Should Business Leaders Focus on Results Or People?

Should Business Leaders Focus on Results Or People?

A lot of debate surrounding what constitutes a good business leader continues to exist, and one of the issues that has caused the most heated conversations is whether executives should focus primarily on their employees or on results. However, simply asking this question assumes that leaders need to focus on one or the other rather than both. Nearly 10 years ago, James Zenger completed a survey of 60,000 employees to identify the leadership characteristics that they saw in their leaders and to correlate those findings with their perception of how effective those individuals were in their roles. Leaders perceived as focusing on results were considered “great” only 14 percent of the time. Meanwhile, leaders with good social skills fared even worse, with only 12 percent considered great.

The Zenger survey becomes telling when one looks at leaders who were strong in both of these categories. When this occurred, leaders were considered effective more than 70 percent of the time. This finding highlights the fact that the question is really not either/or, but rather both/and. The problem is that very few business leaders today focus on both results and employee development. A different survey conducted by the Neuroleadership Institute and the Management Research Group, which asked thousands of employees to rate their leaders on various skills and attributes, found that fewer than 1 percent of leaders had both good social skills and the ability to keep companies focused on goals.




The Limits of Anatomy When It Comes to Focusing on Results and People

The explanation for why so few leaders have mastered both of these skills may actually be an anatomical one. Our brains evolved different pathways for handling analytics and social connections. When leaders focus on results, they must assume an analytical mindset, which involves using the frontal lobe of the brain and specifically the lateral parts of grey matter. Social thinking occurs more toward the middle of the brain, close to where the two hemispheres touch. This part of the brain helps us to empathize and understand social cues based on context. Neuroimaging studies have demonstrated that these two parts of the brain rarely work at the same time.
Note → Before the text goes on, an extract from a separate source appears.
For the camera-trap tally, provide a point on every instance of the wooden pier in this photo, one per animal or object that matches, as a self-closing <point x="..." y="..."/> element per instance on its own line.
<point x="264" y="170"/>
Instead, when one area shows more activity, the other becomes quiet. In other words, it is hard to think in both modes at the same time.


The Role of Leaders in Changing the Future of Leadership

However, biology does not tell the whole story. In business, analytical thinking has largely been rewarded over social skills. Employees who show concern for the bottom line and performance will typically be promoted to leadership positions before those with excellent people skills. However, when these individuals become leaders, they may not have the social skills they need to help their teams perform at their peak nor access to the training they need to develop these skills. The problem is that analytical individuals often do not realize how much social issues can affect productivity in the workplace.

Today’s leaders have a unique opportunity to change the status quo in their own organizations by placing a greater emphasis on social skills when giving internal promotions and prioritizing these skills during the hiring process. Another part of the equation involves shifting the overall culture of the organization to recognize the importance of both analytical leadership and personal investment in employees. Leaders can accomplish this in several different ways that range from recognizing when people go above and beyond in both categories to ensuring that training is available to not only improve results-driven thinking, but also social skills. While leaders may not be physiologically able to use these two skill sets at once, it is important to understand that multiple approaches exist.




The Unique Benefits of Thinking Both Analytically and Socially

Leaders who embrace both their analytic and social sides can accomplish some incredible feats that range from delivering excellent feedback to creating the most effective teams. Individuals need a lot of tact in order to provide accurate feedback that inspires people to change and also takes into account their personal feelings and perspectives. When leaders can offer objective feedback with a personal touch, they can help their employees to recognize their full potential. Also, putting together a team requires thinking about results first and foremost. In addition, it requires finding the right people to make things happen. In order to achieve this, leaders need strong intuition and the ability to read individuals and their motivations.

The ability to read people also helps leaders, as those who can balance both parts of their brains make the best hires. These individuals understand what a company needs to grow in the future and can develop a good sense of who will have the drive and skills needed to move toward those goals. Due to this ability combined with a strong understanding of what everyone brings to the team, these leaders can also often become great problem-solvers. Leaders with both skills understand what needs to get done and who can accomplish it. By getting the whole team involved, these individuals can achieve a quick response. Clearly, there is a lot of benefit to focusing on both results and people. However, it is up to leaders to ensure that this is an expectation for their future executives.